In February, the Pentagon notified lawmakers it would take $3.8 billion from accounts such as the F-35 program, shipbuilding programs and equipment for the National Guard and reserves, and put the money into its counterdrug fund to use for the border wall.

That came on top of the Pentagon last year transferring $2.5 billion from various accounts into the counterdrug fund for the wall as well Trump taking $3.6 billion from military construction funding.

The moves have infuriated Democrats and a few Republicans who say Trump is ignoring Congress’s power of the purse.

To address February’s transfer, House Democrats’ defense spending bill would require that “funds made available to the Department of Defense for fiscal year 2020 that were transferred by such Department on February 13, 2020, and remain unobligated as of the date of the enactment of this Act shall be returned to the original account or accounts and may not be used for any purpose other than the original purposes for which they were appropriated by the Department of Defense Appropriations Act, 2020.”

The bill would also broadly prohibit the use of Pentagon funding on a barrier on the southern border.

It would also cap the amount of money the Pentagon can transfer between accounts at $1.9 billion, down from the $9.5 billion transfer authority the department requested, in response to what a Democratic summary of the bill describes as the Pentagon’s “abuse of congressionally granted reprogramming privileges.”

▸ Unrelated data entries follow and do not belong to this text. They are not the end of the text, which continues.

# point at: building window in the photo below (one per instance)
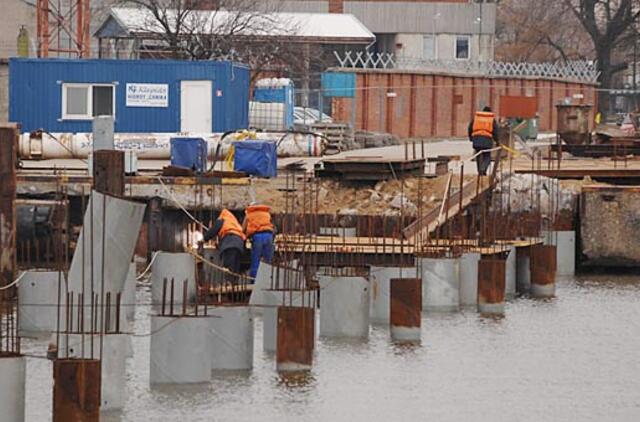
(462, 47)
(85, 101)
(429, 47)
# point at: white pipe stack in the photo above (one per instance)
(344, 306)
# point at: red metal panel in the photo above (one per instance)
(518, 106)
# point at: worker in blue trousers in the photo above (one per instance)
(259, 229)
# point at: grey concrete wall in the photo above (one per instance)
(16, 13)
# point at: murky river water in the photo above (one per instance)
(576, 357)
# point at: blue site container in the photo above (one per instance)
(189, 153)
(278, 94)
(37, 93)
(257, 158)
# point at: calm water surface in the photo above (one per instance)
(576, 357)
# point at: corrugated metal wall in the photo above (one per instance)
(426, 105)
(35, 92)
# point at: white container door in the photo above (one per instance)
(195, 107)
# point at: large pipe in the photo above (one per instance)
(156, 146)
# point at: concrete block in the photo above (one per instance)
(230, 338)
(469, 279)
(344, 306)
(38, 302)
(180, 351)
(440, 284)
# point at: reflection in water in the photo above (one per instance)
(571, 358)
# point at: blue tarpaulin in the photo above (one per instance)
(189, 153)
(257, 158)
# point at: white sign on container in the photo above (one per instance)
(147, 95)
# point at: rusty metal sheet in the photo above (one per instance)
(76, 390)
(518, 106)
(8, 149)
(543, 264)
(491, 280)
(406, 302)
(296, 336)
(108, 172)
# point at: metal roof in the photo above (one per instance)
(299, 27)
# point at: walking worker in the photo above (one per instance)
(483, 132)
(231, 239)
(259, 229)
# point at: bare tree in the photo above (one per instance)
(540, 31)
(609, 24)
(248, 31)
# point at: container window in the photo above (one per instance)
(462, 47)
(77, 101)
(429, 47)
(103, 100)
(84, 101)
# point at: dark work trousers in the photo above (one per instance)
(482, 161)
(231, 261)
(481, 143)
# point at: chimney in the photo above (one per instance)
(336, 6)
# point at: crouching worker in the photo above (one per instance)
(259, 229)
(231, 240)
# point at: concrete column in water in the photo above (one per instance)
(12, 386)
(469, 279)
(440, 284)
(115, 350)
(176, 266)
(296, 338)
(38, 302)
(379, 280)
(543, 271)
(523, 269)
(511, 271)
(76, 390)
(406, 309)
(180, 350)
(344, 306)
(230, 338)
(565, 252)
(491, 286)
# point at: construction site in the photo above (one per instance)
(182, 239)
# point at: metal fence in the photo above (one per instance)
(578, 71)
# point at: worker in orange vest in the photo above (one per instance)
(259, 229)
(231, 239)
(483, 132)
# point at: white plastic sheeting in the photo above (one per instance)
(105, 247)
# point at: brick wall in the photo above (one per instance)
(428, 105)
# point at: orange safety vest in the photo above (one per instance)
(483, 124)
(258, 219)
(230, 225)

The bill also targets Trump’s deployment of U.S. troops to the southern border by blocking funding for such deployments unless the Pentagon is reimbursed by another government agency. The Pentagon recently extended the deployment through September 2021 but cut the number of troops from roughly 5,500 to 4,000.

The Appropriations Committee’s defense subpanel is scheduled to consider the bill behind closed doors Wednesday.

The defense spending bill is one of several House Democrats are using to target Trump’s border wall. A separate spending bill that covers military construction would prohibit military construction funding from going to the wall, while the Department of Homeland Security spending bill would prohibit construction of a border wall.

Still, the language faces an uphill battle to becoming law. Last year’s House versions of spending bills would have similarly blocked funding for a border wall, but the bans did not survive negotiations with the Republican-controlled Senate and White House.